I tagli alla spesa sanitaria pubblica – una delle più basse in Europa – stanno mettendo in discussione il principio universalistico del Servizio Sanitario Nazionale: una conquista che garantisce a tutti i cittadini l’accesso gratuito ai servizi sanitari.

Di fronte al diritto alla salute, i cittadini sono discriminati sulla base del reddito: sono oltre 11 milioni i cittadini, sopratutto giovani e anziani, che rinunciano alle cure mediche perché non possono pagare il ticket.

Tutto questo rischia di avere ripercussioni molto gravi in una regione come la Sardegna segnata da un tasso di invecchiamento tra i più alti in Italia e in Europa, da una prevalenza di patologie cronico-degenerative, da un’alta incidenza di malattie tumorali e autoimmuni legate in larga parte all’inquinamento.

Da una organizzazione sanitaria tanto costosa quanto inefficiente: la spesa sanitaria supera oramai il 45 per cento dell’intero bilancio regionale, un disavanzo di circa 390 milioni di euro, una spesa farmaceutica tra le più alte in assoluto. Da liste d’attesa inaccettabili: 174 giorni per una mammografia, 154 per una colonscopia, 136 per una visita endocrinologica, 112 per una visita oculistica.

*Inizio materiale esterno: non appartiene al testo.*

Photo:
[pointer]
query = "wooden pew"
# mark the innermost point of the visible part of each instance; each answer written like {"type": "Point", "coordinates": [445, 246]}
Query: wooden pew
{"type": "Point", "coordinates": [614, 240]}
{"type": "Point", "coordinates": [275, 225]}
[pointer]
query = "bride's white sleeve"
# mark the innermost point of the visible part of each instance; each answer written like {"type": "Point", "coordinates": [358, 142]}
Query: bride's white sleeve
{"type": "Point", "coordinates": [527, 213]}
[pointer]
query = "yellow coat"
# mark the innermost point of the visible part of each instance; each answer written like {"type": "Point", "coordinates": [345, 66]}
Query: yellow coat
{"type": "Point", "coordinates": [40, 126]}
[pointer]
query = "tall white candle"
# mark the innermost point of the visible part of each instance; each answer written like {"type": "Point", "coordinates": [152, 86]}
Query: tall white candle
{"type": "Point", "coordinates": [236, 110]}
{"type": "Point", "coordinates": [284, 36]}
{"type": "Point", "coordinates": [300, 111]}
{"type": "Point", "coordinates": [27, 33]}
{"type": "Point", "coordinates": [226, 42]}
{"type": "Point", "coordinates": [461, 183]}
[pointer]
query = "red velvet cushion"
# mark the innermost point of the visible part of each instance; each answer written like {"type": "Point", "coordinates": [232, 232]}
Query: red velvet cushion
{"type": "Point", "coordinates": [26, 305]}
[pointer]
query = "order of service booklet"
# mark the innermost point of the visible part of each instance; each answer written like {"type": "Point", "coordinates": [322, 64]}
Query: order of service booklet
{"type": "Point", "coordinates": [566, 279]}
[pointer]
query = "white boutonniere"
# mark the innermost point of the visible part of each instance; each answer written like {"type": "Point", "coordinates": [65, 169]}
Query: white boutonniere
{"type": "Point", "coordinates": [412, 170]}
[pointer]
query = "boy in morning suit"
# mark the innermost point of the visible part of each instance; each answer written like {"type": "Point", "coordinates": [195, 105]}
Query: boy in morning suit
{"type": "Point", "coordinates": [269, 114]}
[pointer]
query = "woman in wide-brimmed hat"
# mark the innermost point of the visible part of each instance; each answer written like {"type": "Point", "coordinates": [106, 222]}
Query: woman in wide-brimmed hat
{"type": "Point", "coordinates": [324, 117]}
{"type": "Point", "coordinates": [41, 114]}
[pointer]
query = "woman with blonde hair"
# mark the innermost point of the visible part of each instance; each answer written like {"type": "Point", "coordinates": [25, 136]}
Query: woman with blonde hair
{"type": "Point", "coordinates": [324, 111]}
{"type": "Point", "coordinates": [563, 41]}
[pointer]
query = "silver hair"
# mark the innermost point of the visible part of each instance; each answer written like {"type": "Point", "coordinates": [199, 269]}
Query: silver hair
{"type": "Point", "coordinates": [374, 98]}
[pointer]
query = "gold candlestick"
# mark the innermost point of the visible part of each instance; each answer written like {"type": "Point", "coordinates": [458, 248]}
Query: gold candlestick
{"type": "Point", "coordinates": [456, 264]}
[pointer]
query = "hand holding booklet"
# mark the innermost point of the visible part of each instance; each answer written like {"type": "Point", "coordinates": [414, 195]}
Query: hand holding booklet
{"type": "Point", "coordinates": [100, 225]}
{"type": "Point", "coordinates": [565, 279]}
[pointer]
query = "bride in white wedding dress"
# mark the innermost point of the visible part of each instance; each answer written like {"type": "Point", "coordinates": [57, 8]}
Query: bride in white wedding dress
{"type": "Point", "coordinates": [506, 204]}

Da una “distorsione ospedalocentrica” che, storicamente, destina la grande parte delle risorse e del personale ai presidi ospedalieri a tutto discapito dei servizi territoriali di prevenzione. Un vizio strutturale che finisce per produrre un effetto paradossale: gli ospedali non riescono a svolgere la loro funzione primaria, quella di una diagnosi e di una terapia più fina e sofisticata, perché ingolfati da una routine che dovrebbe essere assicurata dai servizi territoriali. Come si può ben capire il nodo è il territorio.

La priorità deve essere il territorio. Ecco perché le scelte di politica sanitaria assunte dalla giunta regionale appaiono irrazionali e illogiche. Prendiamo le due “punte di diamante” della cosiddetta riforma sanitaria: l’ASL unica e il riordino della rete ospedaliera. Si è scelta una road map del tutto incongrua: prima l’ASL unica, a seguire la rete ospedaliera e l’Emergenza-Urgenza e, forse, per ultimi i Servizi territoriali di prevenzione.

Proprio l’esatto contrario di quanto avrebbe dovuto dettare il buonsenso. L’ASL unica, una macrostruttura di 23.493 dipendenti con a capo un super burocrate investito di una missione salvifica: tagliare, tagliare e ancora tagliare. Un “mostro” burocratico la cui realizzazione impegnerà almeno un paio di anni e che, nel frattempo, finirà per avere gravi ripercussioni sulla qualità e la quantità dei servizi erogati ai cittadini. Infine il riordino della rete ospedaliera.

Una “razionalizzazione” finalizzata a chiudere, in nome di astratti criteri economicistici, reparti e servizi dislocati sul territorio. Si assiste oramai a quella che qualcuno ha definito la “dittatura” dei parametri e degli indici: una ubriacatura di percentuali e di zero virgola che non tengono conto dei bisogni di salute dei cittadini (valga per tutti il punto nascita di La Maddalena).

Intanto, pur in assenza della approvazione definitiva da parte del Consiglio regionale, si procede in modo strisciante alla chiusura di importanti reparti ospedalieri e di servizi territoriali di prevenzione. Atti illegittimi e contra legem che mortificano le prerogative di un’Assemblea regionale distratta e connivente. Si svuota così il territorio, si favorisce il processo di spopolamento, si procede spediti verso il genocidio culturale e la desertificazione economica e produttiva della “Sardegna di dentro”.